Now that it’s certain Obamacare isn’t going anywhere, it’s time to make sure you’re gearing up for a slew of new requirements.
Even before the individual mandate takes effect in 2014, there are a number of major requirements scheduled to take effect in 2013.
Here’s what you need to be prepared for — and what you need to be ready to communicate to employees:
- Increased limit on essential health benefits. For plan years beginning Sept. 23 or later, the annual dollar limit on “essential health benefits” must be no lower than $2 million. This is up from $1.25 million.
- Flexible spending account (FSA) limit. Employees’ contributions to their FSAs must be limited to $2,500. This takes effect Jan. 1.
- Medicare tax increase. The Medicare tax on wages will increase by 0.9% for high-income earners. High-income earners are those making more than $200K per year individually and $250K if married filing jointly. This impacts W-2 withholding and takes effect Jan. 1.
- No retiree prescription drug deduction. Employers cannot take a tax deduction for subsidized retiree prescription drug expenses. This takes effect Jan. 1.

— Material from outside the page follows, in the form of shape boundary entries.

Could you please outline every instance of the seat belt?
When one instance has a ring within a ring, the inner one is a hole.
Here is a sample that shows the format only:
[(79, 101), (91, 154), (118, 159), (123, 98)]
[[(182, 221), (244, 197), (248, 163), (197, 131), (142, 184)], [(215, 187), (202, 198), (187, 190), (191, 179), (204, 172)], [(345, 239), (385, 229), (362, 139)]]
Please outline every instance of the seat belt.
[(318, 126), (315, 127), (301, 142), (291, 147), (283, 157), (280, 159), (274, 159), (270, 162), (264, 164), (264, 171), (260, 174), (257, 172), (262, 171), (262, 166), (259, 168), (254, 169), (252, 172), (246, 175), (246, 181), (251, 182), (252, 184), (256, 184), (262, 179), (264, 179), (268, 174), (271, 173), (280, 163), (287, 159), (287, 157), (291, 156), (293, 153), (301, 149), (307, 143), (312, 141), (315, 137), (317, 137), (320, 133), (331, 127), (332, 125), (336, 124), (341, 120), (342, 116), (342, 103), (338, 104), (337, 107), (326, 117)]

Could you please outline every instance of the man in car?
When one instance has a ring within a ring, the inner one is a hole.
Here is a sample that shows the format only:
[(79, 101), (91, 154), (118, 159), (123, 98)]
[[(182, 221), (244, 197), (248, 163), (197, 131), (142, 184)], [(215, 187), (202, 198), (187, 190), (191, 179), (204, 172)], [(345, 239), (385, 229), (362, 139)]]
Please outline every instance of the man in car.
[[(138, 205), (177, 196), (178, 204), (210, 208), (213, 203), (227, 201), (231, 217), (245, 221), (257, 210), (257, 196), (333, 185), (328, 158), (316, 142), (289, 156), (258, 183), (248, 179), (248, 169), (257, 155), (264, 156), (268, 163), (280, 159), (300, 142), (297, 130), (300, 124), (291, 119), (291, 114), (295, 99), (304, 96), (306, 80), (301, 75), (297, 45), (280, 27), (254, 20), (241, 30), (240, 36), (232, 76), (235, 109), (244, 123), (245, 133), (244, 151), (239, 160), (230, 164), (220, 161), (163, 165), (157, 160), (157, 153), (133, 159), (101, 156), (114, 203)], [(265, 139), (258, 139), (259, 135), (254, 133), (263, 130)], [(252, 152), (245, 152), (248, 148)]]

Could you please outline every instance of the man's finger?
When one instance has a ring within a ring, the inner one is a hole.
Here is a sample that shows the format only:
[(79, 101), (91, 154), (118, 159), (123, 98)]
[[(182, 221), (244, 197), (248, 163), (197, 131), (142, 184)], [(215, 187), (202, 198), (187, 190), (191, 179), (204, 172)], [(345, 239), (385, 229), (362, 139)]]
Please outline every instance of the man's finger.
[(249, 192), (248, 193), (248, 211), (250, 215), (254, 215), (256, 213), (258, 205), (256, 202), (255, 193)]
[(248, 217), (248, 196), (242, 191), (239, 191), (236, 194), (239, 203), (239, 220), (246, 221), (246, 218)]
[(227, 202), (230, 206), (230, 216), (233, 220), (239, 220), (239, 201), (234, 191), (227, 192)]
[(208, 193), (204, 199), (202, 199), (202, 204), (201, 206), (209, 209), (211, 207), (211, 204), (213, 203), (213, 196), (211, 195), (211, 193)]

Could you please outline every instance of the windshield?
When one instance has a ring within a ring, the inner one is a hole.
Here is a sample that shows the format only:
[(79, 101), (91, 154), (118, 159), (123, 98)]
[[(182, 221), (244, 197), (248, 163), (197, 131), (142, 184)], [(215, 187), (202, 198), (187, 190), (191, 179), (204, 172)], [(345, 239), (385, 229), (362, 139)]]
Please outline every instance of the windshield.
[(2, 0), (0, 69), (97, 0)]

- W-2 reporting. Employers issuing 250 or more W-2 forms have to include the value of each individual’s health plan benefits on their forms. The deadline for issuing these amended W-2s is Jan. 31.
- Notice of state exchanges. All employers (regardless of their grandfathered status) must provide a notice to employees of the availability of insurance through state exchanges. The notices must explain three things: 1) health coverage will be available through state-wide exchanges, 2) if the employer plan’s share of the cost of healthcare coverage is less than 60% of the total costs, an employee may be eligible for a tax credit and cost-sharing reductions to help pay for insurance purchased through an exchange, and 3) depending on an employee’s household income, a federal income tax credit might be available to help pay the premiums for insurance purchased through an exchange. The notices must be given to employees no later than March 1.
- Comparative effectiveness fee. For plan years ending on and after Oct. 1, 2012 through Sept. 30, 2019, all employer health plans must pay an annual fee to support “patient centered outcomes research.” For calendar-year plans, this means the fee applies to your 2012 plan year. The fee is $1 per covered life the first year, and it doubles to $2 in the second plan year. It’s then adjusted for inflation during the final five years. Fees for the previous year are due July 31 every year. So for calendar-year plans, the fee for 2012 is due July 31, 2013.
In addition, many companies are already distributing the new summaries of benefits and coverage the law requires for plan years starting on or after Sept. 23, 2012.